What were Matt’s Symptoms? You name it he had it. Take a look at the list.

Social interaction
  • Avoids eye contact
  • Difficulty in understanding facial expressions or body gestures.
  • Lack of interest in people.
  • Lack of empathy.
  • Doesn’t want to be held.
  • Anxiety in a crowd
Communication
  • Delay in, or lack of, speech.
  • Difficulty in starting a conversation or continuing a conversation.
  • Repetitive use of language - echolalia.
  • Difficulty understanding sarcasm or humor in language use.
  • Appears not to hear, doesn’t respond to their name.
Types of play.
  • Spinning toys or just the wheels on toys.
  • Fascination with a particular topic.
  • A need for sameness and routines.
  • Lack of imaginative play.
  • Plays alone.
Sensory
  • Reduced sensitivity to pain
  • Hypersensitivity to sound, taste, and sometimes light.
Stereotyped behaviors.
  • Body rocking.
  • Hand flapping

I believe to this day that the problems in social interaction were based in fear – fear of the unknown. I held him – even when he squirmed. He finally allowed me to hold him and the leaps forward emanated from that point. Social interaction with others is still an area that we work on daily. He has learned the basics for greeting and saying good-bye, and can keep a conversation going for up to 10 minutes – a remarkable feat! When he speaks to you he looks you in the eye. If you smile, he smiles. Matt has an interest in the people he knows and loves. If someone feels bad or is happy – so is Matt. He can be in the middle of a crowd and not show any sign of being uncomfortable – he actually enjoys the adventure of it now.

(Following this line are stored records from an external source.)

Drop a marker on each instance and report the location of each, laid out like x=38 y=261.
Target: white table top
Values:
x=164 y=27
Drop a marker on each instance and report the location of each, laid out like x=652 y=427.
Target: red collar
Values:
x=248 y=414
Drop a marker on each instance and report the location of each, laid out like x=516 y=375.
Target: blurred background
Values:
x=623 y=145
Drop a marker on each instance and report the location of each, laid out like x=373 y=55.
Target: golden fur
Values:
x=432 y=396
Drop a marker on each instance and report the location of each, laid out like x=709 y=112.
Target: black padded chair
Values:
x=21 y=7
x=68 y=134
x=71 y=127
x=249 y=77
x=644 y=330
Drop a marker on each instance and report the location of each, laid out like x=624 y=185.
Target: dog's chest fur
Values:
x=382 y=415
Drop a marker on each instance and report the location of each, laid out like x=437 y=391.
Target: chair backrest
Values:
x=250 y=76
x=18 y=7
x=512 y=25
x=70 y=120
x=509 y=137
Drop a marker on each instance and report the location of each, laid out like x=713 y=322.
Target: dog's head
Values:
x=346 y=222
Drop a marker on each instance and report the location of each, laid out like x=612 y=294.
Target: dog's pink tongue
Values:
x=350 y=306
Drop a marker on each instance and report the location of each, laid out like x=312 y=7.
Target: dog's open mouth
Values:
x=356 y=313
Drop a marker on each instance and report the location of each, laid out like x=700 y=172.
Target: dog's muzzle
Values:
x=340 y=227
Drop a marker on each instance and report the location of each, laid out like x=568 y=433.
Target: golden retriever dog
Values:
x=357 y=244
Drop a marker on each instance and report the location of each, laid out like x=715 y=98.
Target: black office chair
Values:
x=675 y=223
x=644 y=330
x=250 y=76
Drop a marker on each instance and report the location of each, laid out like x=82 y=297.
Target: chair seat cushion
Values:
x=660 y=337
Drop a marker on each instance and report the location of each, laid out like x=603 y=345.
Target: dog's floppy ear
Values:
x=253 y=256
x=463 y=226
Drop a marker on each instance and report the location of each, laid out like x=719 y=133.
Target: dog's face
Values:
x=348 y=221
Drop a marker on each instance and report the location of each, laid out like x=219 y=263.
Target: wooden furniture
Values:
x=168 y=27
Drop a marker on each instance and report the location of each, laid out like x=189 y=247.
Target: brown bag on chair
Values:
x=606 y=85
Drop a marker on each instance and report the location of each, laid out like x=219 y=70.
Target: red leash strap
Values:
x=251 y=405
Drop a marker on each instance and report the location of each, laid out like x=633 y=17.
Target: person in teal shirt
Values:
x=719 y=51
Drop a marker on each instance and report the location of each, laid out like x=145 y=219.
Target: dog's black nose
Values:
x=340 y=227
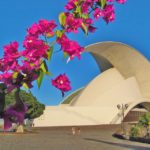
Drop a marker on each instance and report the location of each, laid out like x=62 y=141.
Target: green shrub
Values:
x=135 y=131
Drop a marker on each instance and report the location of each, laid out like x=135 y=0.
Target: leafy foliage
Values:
x=134 y=131
x=35 y=108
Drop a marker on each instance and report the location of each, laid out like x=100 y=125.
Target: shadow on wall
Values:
x=119 y=144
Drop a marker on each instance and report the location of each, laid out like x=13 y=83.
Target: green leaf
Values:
x=78 y=10
x=62 y=18
x=49 y=53
x=40 y=79
x=85 y=29
x=85 y=16
x=103 y=3
x=25 y=86
x=15 y=74
x=59 y=33
x=44 y=67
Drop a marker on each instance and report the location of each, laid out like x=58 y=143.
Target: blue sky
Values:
x=132 y=27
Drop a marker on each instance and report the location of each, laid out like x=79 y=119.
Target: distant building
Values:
x=124 y=81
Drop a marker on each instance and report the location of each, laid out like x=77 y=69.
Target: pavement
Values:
x=62 y=139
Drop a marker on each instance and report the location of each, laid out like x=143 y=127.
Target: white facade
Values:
x=117 y=84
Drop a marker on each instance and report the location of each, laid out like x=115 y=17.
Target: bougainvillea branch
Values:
x=21 y=68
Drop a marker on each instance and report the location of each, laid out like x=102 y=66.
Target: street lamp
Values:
x=122 y=107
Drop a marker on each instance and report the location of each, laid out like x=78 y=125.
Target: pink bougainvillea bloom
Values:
x=34 y=30
x=98 y=13
x=92 y=29
x=72 y=48
x=72 y=24
x=47 y=27
x=109 y=14
x=110 y=1
x=85 y=7
x=11 y=50
x=62 y=83
x=121 y=1
x=35 y=49
x=71 y=5
x=13 y=115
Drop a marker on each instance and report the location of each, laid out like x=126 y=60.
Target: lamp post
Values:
x=122 y=107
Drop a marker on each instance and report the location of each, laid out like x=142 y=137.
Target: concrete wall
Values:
x=70 y=116
x=125 y=79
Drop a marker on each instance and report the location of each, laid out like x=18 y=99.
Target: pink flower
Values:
x=47 y=27
x=71 y=5
x=62 y=83
x=91 y=29
x=109 y=14
x=34 y=30
x=110 y=1
x=35 y=49
x=72 y=24
x=72 y=48
x=121 y=1
x=98 y=13
x=11 y=50
x=85 y=7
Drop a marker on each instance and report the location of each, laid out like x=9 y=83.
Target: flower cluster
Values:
x=62 y=83
x=21 y=68
x=72 y=48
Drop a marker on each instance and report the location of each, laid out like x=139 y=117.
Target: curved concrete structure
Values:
x=125 y=79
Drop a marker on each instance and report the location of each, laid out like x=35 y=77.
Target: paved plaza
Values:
x=62 y=139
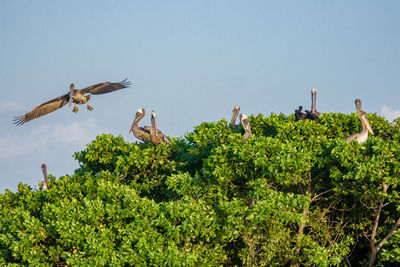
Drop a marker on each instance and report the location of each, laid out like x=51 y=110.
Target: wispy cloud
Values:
x=73 y=133
x=10 y=106
x=389 y=113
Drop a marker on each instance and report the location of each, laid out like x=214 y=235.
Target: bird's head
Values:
x=243 y=117
x=358 y=104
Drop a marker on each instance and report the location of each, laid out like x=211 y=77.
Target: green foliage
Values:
x=295 y=192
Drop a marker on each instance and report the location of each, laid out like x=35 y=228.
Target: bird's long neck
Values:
x=46 y=179
x=313 y=101
x=153 y=126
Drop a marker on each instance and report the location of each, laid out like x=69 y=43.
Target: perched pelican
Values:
x=246 y=126
x=75 y=95
x=300 y=115
x=314 y=111
x=312 y=114
x=363 y=135
x=141 y=133
x=235 y=113
x=45 y=184
x=156 y=136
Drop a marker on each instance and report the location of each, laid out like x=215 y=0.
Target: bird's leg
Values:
x=75 y=109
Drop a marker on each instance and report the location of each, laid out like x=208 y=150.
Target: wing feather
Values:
x=43 y=109
x=105 y=87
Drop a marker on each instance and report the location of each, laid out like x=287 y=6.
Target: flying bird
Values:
x=362 y=136
x=77 y=96
x=141 y=133
x=156 y=136
x=235 y=114
x=313 y=114
x=244 y=119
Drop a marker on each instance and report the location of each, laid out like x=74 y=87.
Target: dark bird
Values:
x=312 y=114
x=45 y=184
x=235 y=114
x=362 y=136
x=246 y=126
x=77 y=96
x=141 y=133
x=156 y=136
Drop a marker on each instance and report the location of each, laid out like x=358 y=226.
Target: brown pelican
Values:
x=156 y=136
x=314 y=111
x=45 y=184
x=75 y=95
x=246 y=126
x=235 y=113
x=143 y=134
x=363 y=135
x=300 y=115
x=312 y=114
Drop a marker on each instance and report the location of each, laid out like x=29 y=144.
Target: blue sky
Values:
x=190 y=61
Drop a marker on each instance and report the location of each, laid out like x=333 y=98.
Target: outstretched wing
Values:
x=106 y=87
x=43 y=109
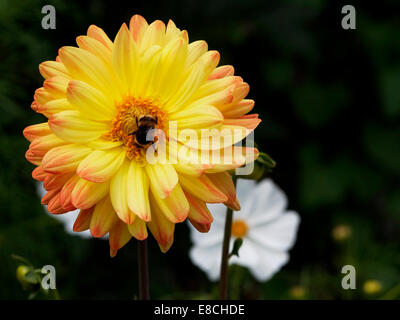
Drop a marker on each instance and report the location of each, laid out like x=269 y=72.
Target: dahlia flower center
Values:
x=133 y=125
x=239 y=228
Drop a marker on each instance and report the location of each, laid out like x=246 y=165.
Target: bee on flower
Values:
x=103 y=102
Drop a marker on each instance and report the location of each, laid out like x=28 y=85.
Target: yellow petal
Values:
x=239 y=109
x=137 y=26
x=202 y=188
x=98 y=34
x=96 y=47
x=197 y=118
x=195 y=50
x=163 y=178
x=82 y=222
x=199 y=215
x=49 y=69
x=86 y=194
x=103 y=218
x=92 y=103
x=223 y=181
x=37 y=130
x=138 y=229
x=125 y=58
x=175 y=207
x=55 y=106
x=85 y=66
x=138 y=191
x=99 y=166
x=64 y=158
x=161 y=228
x=71 y=126
x=56 y=86
x=119 y=236
x=153 y=35
x=221 y=72
x=232 y=158
x=119 y=194
x=169 y=75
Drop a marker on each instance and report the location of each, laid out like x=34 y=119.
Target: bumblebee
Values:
x=139 y=127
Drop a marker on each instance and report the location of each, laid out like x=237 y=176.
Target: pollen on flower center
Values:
x=239 y=228
x=134 y=118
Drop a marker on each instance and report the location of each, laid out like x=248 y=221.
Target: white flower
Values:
x=68 y=219
x=268 y=231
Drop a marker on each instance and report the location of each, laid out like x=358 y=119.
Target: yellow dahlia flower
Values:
x=102 y=98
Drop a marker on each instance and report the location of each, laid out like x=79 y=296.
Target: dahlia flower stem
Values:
x=144 y=289
x=223 y=279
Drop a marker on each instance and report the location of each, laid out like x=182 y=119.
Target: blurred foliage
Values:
x=330 y=103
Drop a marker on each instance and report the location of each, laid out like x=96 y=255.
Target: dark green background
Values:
x=330 y=103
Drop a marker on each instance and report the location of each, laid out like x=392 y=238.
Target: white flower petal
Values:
x=277 y=235
x=248 y=256
x=244 y=187
x=211 y=238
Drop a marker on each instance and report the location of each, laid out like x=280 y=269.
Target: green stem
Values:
x=223 y=280
x=144 y=290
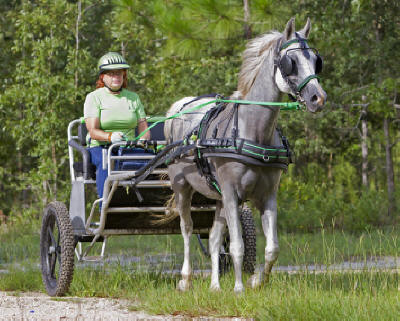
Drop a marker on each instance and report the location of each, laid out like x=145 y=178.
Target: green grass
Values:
x=366 y=295
x=304 y=296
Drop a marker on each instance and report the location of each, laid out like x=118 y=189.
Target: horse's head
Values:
x=297 y=66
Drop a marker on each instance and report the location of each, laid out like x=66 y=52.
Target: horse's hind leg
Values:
x=269 y=224
x=183 y=202
x=215 y=242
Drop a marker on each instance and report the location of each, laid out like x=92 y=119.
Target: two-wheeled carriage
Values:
x=135 y=202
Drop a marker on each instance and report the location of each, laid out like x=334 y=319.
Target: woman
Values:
x=111 y=112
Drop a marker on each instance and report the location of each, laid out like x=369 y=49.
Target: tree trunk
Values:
x=247 y=27
x=78 y=20
x=389 y=169
x=364 y=149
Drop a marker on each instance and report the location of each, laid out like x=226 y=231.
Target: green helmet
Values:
x=111 y=61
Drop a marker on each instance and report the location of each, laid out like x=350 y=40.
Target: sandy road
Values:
x=35 y=306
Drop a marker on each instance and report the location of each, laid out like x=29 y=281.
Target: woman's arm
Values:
x=93 y=127
x=142 y=126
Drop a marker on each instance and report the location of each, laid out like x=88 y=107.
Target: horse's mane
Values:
x=257 y=50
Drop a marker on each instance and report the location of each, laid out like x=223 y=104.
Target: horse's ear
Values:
x=307 y=28
x=290 y=29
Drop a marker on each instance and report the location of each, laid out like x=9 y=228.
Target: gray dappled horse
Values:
x=273 y=64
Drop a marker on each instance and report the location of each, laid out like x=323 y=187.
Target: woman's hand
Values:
x=116 y=137
x=142 y=126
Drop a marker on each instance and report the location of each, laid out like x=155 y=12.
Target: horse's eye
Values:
x=318 y=64
x=287 y=65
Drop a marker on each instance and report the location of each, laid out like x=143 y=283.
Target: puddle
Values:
x=172 y=263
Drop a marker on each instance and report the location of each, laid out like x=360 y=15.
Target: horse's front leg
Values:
x=269 y=224
x=236 y=247
x=183 y=201
x=215 y=242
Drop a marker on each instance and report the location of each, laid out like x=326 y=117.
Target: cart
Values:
x=135 y=202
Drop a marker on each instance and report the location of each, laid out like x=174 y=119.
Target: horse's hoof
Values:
x=254 y=281
x=215 y=288
x=183 y=285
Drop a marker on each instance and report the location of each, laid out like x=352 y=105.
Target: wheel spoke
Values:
x=50 y=233
x=53 y=260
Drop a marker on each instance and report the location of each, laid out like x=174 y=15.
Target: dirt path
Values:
x=35 y=306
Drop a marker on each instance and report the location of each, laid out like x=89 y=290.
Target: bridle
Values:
x=285 y=64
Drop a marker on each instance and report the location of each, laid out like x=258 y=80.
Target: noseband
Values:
x=285 y=64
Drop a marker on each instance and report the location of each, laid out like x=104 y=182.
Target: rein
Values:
x=283 y=106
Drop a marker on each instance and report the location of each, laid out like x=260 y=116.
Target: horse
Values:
x=273 y=64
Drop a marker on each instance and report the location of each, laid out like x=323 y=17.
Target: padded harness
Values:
x=235 y=147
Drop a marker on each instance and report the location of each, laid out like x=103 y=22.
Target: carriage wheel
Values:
x=56 y=249
x=249 y=241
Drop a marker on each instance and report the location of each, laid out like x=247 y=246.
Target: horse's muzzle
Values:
x=315 y=98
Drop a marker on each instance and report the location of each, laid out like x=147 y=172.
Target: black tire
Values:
x=249 y=241
x=57 y=249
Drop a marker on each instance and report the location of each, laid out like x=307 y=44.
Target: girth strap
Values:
x=240 y=146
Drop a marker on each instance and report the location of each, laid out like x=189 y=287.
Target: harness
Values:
x=235 y=147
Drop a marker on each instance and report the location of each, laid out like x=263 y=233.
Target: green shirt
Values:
x=116 y=112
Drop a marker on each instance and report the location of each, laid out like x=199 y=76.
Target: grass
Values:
x=365 y=295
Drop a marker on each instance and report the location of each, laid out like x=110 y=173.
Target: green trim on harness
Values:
x=284 y=106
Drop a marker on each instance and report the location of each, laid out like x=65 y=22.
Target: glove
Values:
x=116 y=137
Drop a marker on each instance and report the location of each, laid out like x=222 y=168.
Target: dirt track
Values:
x=40 y=307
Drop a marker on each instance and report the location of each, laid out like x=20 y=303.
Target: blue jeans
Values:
x=96 y=155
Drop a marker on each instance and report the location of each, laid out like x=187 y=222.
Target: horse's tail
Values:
x=171 y=213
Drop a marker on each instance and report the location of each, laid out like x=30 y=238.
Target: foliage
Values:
x=185 y=48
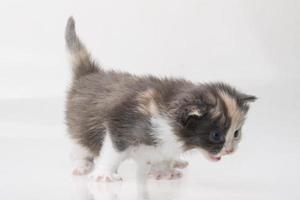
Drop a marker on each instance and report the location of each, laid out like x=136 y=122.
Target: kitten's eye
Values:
x=216 y=137
x=236 y=133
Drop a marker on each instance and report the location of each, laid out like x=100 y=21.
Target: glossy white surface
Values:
x=253 y=44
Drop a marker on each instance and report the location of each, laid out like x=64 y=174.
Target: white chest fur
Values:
x=168 y=146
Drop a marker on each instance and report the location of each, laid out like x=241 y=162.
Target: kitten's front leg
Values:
x=107 y=163
x=165 y=170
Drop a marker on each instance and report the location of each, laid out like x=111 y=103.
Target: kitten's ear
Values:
x=192 y=115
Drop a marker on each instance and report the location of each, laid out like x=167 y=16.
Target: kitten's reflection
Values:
x=84 y=189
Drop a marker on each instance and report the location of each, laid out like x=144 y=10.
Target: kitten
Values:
x=113 y=116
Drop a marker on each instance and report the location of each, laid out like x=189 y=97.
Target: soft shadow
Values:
x=85 y=189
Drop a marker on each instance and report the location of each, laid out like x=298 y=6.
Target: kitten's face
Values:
x=212 y=120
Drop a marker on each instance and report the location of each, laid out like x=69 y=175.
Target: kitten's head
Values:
x=210 y=117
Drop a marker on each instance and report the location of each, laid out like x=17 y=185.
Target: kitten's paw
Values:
x=83 y=167
x=180 y=164
x=166 y=174
x=105 y=177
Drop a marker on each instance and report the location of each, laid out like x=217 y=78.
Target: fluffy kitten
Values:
x=113 y=116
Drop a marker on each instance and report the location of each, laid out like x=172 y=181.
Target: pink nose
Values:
x=229 y=151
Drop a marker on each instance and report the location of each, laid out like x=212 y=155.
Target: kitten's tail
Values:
x=82 y=62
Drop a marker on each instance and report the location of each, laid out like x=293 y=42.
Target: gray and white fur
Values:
x=112 y=116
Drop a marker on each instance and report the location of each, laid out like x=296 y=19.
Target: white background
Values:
x=252 y=44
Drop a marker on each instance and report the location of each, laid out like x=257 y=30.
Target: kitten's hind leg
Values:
x=107 y=163
x=82 y=160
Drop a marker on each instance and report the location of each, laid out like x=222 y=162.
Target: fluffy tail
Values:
x=80 y=57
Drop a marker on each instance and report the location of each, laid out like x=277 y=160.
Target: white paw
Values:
x=83 y=167
x=180 y=164
x=105 y=177
x=165 y=174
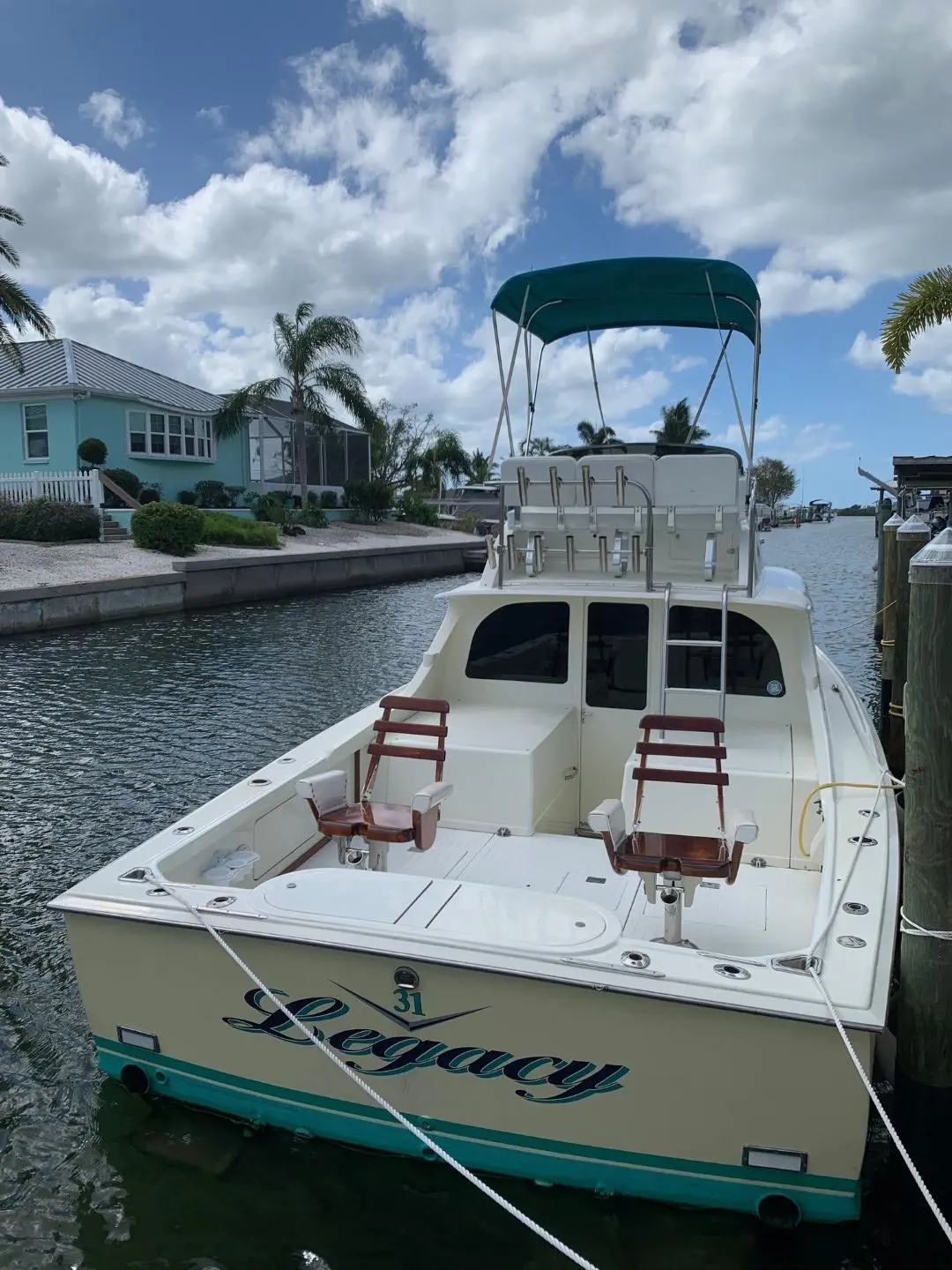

I was most concerned with his speech because the brain would stop attempting speech around 5 years old. If he didn’t speak by 5 his chances of ever being able to speak would be minimal. I have read that 40% of all autistic children have no speech – that’s scary. We passed through the echolalia stage (about 2 years worth) and as his speech improved, so did his ability to pick up on sarcasm and humor. Now, Matt absolutely loves humor and can pick up on sarcasm if presented as such (not subtle).

Matt spun toys and the wheels of toy trucks, trains, and cars. As he learned new outlets for communication, such as his art, his imagination was apparent and the spinning stopped. Matt still has a fascination for particular topics and likes to be alone, but he also enjoys being with others and has gained an interest in new topics. As for routines – yep, once a week we still go for pizza.

Sensations can still be over the top. His showers are luke-warm and he keeps his room dimly lit. Yet, he now tries new foods – doesn’t eat them, but does taste-test. Loud sounds have to be really loud for him to put his hands to his ears. Pain, unfortunately, is still an unknown. We are always vigilant for signs of pain because we are unsure if he would reveal his pain to us - before it became intense.

As for rocking and hand-flapping? Well, we haven’t seen either for many years now. Those behaviors are a thing of the past.

Remember, Matt is 24 years old. We take each step forward as it comes and they do and will come. I accept Matt for who he is. If he never changed another habit or behavior he would still be the light of my life. When new challenges are met or old ones are overcome, we celebrate in this house – it’s a big deal! All of his progress has been one unexpected joy after another.

So I have decided to be a speaker for autism. I think hope needs to be the main point of any message on the topic of autism and I think Matt is a great example of how a terrible diagnosis does not mean life is over. Yes, he really was very autistic and yes, he is very high functioning now. And the years in between were not all doom and gloom - they were actually quite adventurous.

It’s all in how you look at it. I see the small steps forward and my heart is full of hope.